Beyond the insightful research on this painful topic is the reassuring message that attachment injuries can heal. We can love and be loved again. Sometimes, we can achieve this within the same relationships; other times in the supportive arms of someone else.

Your journey toward trusting again isn't about returning to who you were before trauma. It's about becoming someone new who can hold both wisdom and openness, boundaries and connection. When survivors heal and reside in the ventral vagal state, they are able to let go of these stories and become more connected and attuned with others.

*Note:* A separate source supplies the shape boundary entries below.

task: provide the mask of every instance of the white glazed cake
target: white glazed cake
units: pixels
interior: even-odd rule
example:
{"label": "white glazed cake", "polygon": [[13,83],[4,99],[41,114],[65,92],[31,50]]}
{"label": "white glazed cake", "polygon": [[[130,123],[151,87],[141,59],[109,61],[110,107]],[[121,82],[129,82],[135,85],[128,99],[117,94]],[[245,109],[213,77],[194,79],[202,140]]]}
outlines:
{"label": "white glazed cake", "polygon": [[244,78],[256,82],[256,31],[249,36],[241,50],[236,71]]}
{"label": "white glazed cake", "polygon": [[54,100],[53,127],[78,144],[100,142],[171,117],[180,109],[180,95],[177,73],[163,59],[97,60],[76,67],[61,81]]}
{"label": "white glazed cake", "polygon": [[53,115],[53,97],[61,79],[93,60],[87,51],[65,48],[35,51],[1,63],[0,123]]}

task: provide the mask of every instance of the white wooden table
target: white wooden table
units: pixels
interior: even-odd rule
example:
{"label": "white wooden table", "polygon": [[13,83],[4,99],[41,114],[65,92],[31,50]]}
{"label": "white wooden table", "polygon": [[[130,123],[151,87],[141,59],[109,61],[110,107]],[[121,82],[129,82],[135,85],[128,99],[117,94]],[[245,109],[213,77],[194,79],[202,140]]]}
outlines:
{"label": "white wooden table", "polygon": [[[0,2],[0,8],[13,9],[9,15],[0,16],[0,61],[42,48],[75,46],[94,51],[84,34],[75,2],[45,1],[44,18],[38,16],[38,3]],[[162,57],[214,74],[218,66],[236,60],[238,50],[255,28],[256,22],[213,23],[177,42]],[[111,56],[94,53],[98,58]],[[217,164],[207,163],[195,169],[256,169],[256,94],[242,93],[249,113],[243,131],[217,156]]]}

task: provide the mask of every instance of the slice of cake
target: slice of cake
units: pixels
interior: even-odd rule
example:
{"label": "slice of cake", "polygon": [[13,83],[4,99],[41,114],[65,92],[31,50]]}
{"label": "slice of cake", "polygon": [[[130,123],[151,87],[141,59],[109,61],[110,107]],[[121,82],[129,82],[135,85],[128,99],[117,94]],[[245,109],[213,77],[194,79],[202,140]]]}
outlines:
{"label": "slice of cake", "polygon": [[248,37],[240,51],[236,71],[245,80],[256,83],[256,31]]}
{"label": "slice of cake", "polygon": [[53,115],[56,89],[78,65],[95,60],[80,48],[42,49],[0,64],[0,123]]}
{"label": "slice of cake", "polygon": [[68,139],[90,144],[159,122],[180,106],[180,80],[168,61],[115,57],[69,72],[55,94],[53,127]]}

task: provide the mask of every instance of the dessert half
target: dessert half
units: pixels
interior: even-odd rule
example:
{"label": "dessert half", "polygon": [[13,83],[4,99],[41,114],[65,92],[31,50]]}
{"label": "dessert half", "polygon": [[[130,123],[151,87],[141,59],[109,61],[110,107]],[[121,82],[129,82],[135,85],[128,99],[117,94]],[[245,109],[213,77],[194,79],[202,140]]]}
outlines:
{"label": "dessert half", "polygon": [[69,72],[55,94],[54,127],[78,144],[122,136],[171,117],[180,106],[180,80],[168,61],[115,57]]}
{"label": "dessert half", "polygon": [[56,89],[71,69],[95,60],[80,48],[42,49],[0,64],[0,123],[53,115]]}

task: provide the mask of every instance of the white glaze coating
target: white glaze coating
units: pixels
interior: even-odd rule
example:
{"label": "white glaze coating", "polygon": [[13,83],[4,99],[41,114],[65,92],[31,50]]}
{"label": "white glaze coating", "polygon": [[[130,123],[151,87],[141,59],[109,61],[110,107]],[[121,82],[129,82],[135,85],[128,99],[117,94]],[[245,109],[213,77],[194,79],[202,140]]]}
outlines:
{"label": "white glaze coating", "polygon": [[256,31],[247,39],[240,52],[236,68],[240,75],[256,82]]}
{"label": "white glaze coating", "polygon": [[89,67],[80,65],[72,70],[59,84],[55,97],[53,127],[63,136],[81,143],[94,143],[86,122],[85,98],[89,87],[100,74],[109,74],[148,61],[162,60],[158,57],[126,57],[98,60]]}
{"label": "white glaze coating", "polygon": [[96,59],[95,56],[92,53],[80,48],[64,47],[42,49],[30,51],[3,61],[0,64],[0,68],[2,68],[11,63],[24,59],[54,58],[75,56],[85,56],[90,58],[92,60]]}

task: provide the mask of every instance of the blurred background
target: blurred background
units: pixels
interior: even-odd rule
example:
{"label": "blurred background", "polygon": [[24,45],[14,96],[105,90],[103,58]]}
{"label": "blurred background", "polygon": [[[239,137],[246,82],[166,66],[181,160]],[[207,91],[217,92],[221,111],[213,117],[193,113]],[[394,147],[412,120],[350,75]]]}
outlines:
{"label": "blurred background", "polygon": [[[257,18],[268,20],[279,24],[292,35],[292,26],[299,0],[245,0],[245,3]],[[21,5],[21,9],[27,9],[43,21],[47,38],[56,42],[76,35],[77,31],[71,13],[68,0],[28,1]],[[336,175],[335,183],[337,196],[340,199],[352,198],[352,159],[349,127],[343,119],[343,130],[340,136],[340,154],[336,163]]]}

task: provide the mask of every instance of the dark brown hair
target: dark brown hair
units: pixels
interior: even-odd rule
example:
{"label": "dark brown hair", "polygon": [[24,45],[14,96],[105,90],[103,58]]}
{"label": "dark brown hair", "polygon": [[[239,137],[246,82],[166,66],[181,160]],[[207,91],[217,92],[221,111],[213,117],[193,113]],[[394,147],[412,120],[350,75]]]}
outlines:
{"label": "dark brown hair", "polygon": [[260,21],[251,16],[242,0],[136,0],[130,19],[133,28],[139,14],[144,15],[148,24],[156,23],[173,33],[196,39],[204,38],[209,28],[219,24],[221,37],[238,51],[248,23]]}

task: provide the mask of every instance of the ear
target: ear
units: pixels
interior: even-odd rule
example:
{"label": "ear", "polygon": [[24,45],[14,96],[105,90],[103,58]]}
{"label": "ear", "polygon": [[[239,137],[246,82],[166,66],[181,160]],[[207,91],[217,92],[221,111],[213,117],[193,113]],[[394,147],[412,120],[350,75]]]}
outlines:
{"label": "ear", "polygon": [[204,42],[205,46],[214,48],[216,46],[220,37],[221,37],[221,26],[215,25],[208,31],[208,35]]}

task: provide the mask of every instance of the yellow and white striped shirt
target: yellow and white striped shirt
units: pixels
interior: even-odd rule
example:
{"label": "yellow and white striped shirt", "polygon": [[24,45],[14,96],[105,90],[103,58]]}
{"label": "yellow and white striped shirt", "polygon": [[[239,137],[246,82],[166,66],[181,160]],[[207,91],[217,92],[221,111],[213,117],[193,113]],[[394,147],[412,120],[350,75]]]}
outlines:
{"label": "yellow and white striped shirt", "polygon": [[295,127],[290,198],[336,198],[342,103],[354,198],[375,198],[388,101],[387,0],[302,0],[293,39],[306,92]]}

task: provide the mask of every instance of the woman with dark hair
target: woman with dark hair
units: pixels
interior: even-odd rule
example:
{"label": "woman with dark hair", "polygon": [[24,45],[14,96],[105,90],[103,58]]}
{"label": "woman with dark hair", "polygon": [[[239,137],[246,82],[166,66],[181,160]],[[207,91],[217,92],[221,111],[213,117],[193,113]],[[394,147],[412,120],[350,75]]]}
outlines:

The Freedom Triggers Assessment can help you identify the specific triggers that activate your nervous system's protective responses, giving you a roadmap for healing. Understanding your unique trauma patterns is the first step toward reclaiming your ability to trust, connect, and love without the constant fear of betrayal.

Remember that healing isn't linear, and setbacks don't mean failure. Every small step toward safety, every moment of genuine connection, every choice to remain open despite your fears is rewiring your nervous system toward hope. You deserve relationships built on genuine safety, mutual respect, and authentic love.